A meditation upon the shamefulness of Christian history allows Christians their most valuable insight: that there is no safe or comfortable perspective from which to stand aloof from any complicity with the horrors of the world. In my darker moments I am ashamed to be a Christian. As a Jewish Christian, I often fear that in converting to Christianity I sided with the persecutors against the persecuted. But this shame at complicity with a culture of oppression allows for a more general sensitivity to the ways we are all compromised by the endemic violence of the world. The desire to inhabit a cultural space that is unblemished is a dangerous fantasy that cooperates with the desire to avoid facing one's own capacity for brutality.

Dr Jekyll's fundamental flaw is his refusal to acknowledge the existence of Mr Hyde. Hyde can only operate in the dark, in the unexamined spaces brought about by Jekyll's pious avoidance of his own darker motivations.
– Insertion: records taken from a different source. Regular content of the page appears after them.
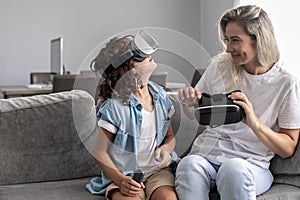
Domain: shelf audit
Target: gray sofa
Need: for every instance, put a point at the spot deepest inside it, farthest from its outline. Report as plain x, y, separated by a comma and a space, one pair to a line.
46, 143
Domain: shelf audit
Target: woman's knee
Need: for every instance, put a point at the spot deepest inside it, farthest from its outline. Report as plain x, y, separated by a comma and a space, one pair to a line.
189, 162
235, 171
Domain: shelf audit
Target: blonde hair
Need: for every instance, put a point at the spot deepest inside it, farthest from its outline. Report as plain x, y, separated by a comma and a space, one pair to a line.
256, 23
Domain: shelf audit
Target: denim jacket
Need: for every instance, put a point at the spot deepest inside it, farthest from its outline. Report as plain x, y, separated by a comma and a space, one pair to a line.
128, 121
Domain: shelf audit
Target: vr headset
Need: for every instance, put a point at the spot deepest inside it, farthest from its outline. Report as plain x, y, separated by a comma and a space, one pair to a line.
141, 46
218, 109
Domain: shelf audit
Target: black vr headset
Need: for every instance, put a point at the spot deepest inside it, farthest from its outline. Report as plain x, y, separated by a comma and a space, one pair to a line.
141, 46
218, 109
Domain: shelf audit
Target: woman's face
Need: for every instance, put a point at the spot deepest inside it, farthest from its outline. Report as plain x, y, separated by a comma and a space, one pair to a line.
240, 45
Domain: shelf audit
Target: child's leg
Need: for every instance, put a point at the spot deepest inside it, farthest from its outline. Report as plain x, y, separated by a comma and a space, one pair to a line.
160, 186
113, 193
164, 192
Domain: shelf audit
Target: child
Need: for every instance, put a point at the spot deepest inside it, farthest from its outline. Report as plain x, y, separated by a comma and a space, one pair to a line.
134, 119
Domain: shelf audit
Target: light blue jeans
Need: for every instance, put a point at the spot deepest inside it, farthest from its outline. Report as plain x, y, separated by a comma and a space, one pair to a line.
236, 179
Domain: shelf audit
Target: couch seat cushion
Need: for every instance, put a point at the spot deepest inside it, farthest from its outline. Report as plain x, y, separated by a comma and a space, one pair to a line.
59, 190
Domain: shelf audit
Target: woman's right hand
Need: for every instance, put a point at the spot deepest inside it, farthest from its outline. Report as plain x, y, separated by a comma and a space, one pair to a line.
129, 187
189, 96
Rose's attack upon those narratives which place us tearfully alongside the victim is an attack upon the refusal of Jekyll to admit to Hyde. For Jekyll and Hyde are not two people but one. Tenderness, intelligence and brutality easily co-exist in the same person. Our own cruelties and prejudices are given ideal conditions to grow when we refuse to admit to them.

This is not simply a meditation for the religious. For the cultural space that often has little sense of its own complicity in the horrors of the world is that of secular modernity. The new Jekyll and Hyde is the Jekyll of democratic liberalism and the Hyde of religious fanaticism. Martin Rowson's Guardian cartoons show those with religious belief as crazed and vicious. Good Friday is a day to admit that Christians are often guilty as charged.

But does the attack upon religious fanaticism also work in a dangerous way to excuse the secular imagination an insight into its own capacity for violence? What secular liturgies are there to reveal that those who shout "Hosanna" are the same people who shout "Crucify"? For the Holocaust may have taken place in a country shaped by the values of Christianity. But it took place in a country no less shaped by the values of the Enlightenment and modernity as well.

The refusal of both Islam and modern secularism to admit to any complicity in the world’s evil is the common source of their contemporary menace.